The book is labeled Historical Fiction; the subtitle explains: A WWII Internment Camp Story. Another reason why I picked it up. I wanted to see how the writer, Eric Fein, presented this dark history in America’s past. After Japan bombed Pearl Harbor in 1941, innocent Japanese immigrants and citizens were rounded up, relocated to camps like Manzabar in the California desert, penned in with barbed wire fences and watchtowers. The kind of paranoia that followed 9/11.

The hero, 15-year-old Tommy Yamamoto, is a fan of Sherlock Holmes mysteries. A crime in committed during his confinement at the Manzanar Relocation camp. Tommy uses his detective skills to reveal who is real perpetrator.

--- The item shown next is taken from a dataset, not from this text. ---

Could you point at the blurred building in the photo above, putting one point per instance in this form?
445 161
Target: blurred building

No problem with this. The story works, especially for younger readers unfamiliar with how hysteria can grip the so-called Land of the Free.

Is there a snag with Kurt Hartman’s kinda cartoony illustrations? Nope. Like I said the switching between text and illustrations works OK.

The trouble I would say is a slip-up in editing, one illustrated section that should have been modified before publication.

Word balloons have tails or pointers that indicate which character is uttering a particular bit of dialogue. Usually the word balloon points at the character’s head; after all, that’s where the mouth is located. But I have a problem when the pointer is aimed at a character’s armpit.

Or when the word balloon points at (ahem) another area of a speaker’s anatomy.

Do editors still edit?


X. Dell said...

Nonsense. A lot of people talk out of their ass.

Doug said...

After the U.S. got involved in WWII, having talking armpits or... other areas... was no longer cause for dismissal from the armed services, but the only duty that was allowed was guarding the internment camps.

See? It's wonderfully historically accurate on that count.